Change is inevitable – but progress is a conscious choice and a choice where moral integrity and faith in the future of medicine for the good of the patient is required. Bella had already had multiple failed surgeries before we saw her, and that team too had been working with the very best of intentions. Otherwise, we would all give up and say, “there is nothing we can do.” We would just put every animal with serious disease or trauma to sleep because we wouldn’t try. It is no longer true to say that nothing can be done in lots of cases and we are on the brink of a revolution in regenerative surgery to rebuild body parts, as we have tried to do for Bella.

Bella’s legacy far transcends a stem-cell scaffold that can and will rebuild bones, heralding a new generation of hope for man and animal; her legacy is hope, redemption and peace.  Every success, no matter how small, big, old or new, stands on the shoulders of previous failure and frustration. In the future, we shall look back on all of the advances of now and consider them the norm; in fact we shall wonder why we ever felt otherwise. If we do not have faith and hope and move onward for the good of the patient and the greater good of all living creatures, both human and animal, we may as well hang up our surgery gown and hang our heads down over the missed opportunity to make a real difference.

As this programme went out, I was in theatre performing another new operation, in which I have failed before. My team and I hope with all our hearts that biology will smile on this patient and that we will save a limb and a life. Whatever the outcome, we know that we will always do the right thing at any particular moment in time. Surgery is a choice, and often the alternatives are not good, but if we make that choice, we must pull together as honest human beings with integrity of purpose and support each other on good days and in bad. It is this community of compassion that you are part of as you watched the show this week.

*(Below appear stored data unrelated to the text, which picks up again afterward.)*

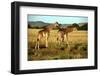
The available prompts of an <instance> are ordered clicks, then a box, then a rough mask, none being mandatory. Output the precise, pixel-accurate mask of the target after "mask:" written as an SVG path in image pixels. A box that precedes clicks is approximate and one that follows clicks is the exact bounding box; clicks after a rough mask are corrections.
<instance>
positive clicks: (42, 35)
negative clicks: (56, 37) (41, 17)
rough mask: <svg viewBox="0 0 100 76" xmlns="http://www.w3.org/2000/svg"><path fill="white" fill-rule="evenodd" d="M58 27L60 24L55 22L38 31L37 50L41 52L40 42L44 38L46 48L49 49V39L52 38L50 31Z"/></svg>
mask: <svg viewBox="0 0 100 76" xmlns="http://www.w3.org/2000/svg"><path fill="white" fill-rule="evenodd" d="M58 26H59V24H58V22H55V23H53V24H50V25H48V26H45V27H44V28H43V29H42V30H40V31H38V34H37V38H36V45H35V49H38V50H39V48H40V40H41V39H42V38H45V47H46V48H47V47H48V38H49V36H50V31H51V30H52V29H54V28H56V27H58Z"/></svg>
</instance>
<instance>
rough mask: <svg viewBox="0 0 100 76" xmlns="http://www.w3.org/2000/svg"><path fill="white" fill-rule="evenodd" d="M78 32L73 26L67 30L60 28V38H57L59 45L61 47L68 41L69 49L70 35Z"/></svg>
mask: <svg viewBox="0 0 100 76" xmlns="http://www.w3.org/2000/svg"><path fill="white" fill-rule="evenodd" d="M76 30H77V28H76V27H73V26H68V27H66V28H61V27H59V30H58V37H57V41H58V43H59V45H61V42H64V41H65V40H66V41H67V46H68V47H69V43H68V33H70V32H73V31H76Z"/></svg>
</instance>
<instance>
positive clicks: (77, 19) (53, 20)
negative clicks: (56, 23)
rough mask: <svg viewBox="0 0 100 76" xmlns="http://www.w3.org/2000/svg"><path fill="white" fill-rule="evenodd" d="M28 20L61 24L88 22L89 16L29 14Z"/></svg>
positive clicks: (46, 22)
mask: <svg viewBox="0 0 100 76" xmlns="http://www.w3.org/2000/svg"><path fill="white" fill-rule="evenodd" d="M28 21H43V22H46V23H55V22H58V23H61V24H72V23H84V22H88V17H80V16H50V15H32V14H31V15H28Z"/></svg>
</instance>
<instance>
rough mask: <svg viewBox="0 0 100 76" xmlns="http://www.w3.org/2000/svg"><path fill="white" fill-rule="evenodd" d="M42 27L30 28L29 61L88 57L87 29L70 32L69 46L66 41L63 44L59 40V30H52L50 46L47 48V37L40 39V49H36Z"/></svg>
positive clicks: (48, 43)
mask: <svg viewBox="0 0 100 76" xmlns="http://www.w3.org/2000/svg"><path fill="white" fill-rule="evenodd" d="M39 30H41V29H32V28H28V61H34V60H58V59H84V58H87V57H88V41H87V40H88V33H87V31H73V32H71V33H69V34H68V42H69V46H70V47H68V46H67V44H66V41H64V42H62V43H61V45H59V44H58V41H57V35H58V34H57V31H58V30H52V31H51V32H50V37H49V39H48V48H45V47H44V46H45V38H42V39H41V41H40V49H39V50H37V49H34V47H35V44H36V37H37V33H38V31H39Z"/></svg>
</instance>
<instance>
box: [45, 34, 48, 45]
mask: <svg viewBox="0 0 100 76" xmlns="http://www.w3.org/2000/svg"><path fill="white" fill-rule="evenodd" d="M45 37H46V39H45V40H46V45H45V46H46V47H48V35H47V34H46V36H45Z"/></svg>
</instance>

Thank you so much for caring so much. We stand side by side with Bella’s family, shoulder to shoulder, in solidarity of sympathy and in the peace of knowing we did our best and that it was the right thing to do. Our journey together raises up our hearts and makes us the very best humans we can be through our love of animals. This love puts the human in humanity. This faith, this hope, these arms around each other in our times of hardship, is a beacon of light in a world that right now badly needs it. We stand together with the animals in unconditional love and we hold every hand and every paw as we cry our eyes out together and in so doing we really do make the world a better place. Thank you for being on this journey with us. You and the animal you love are the reason I keep going.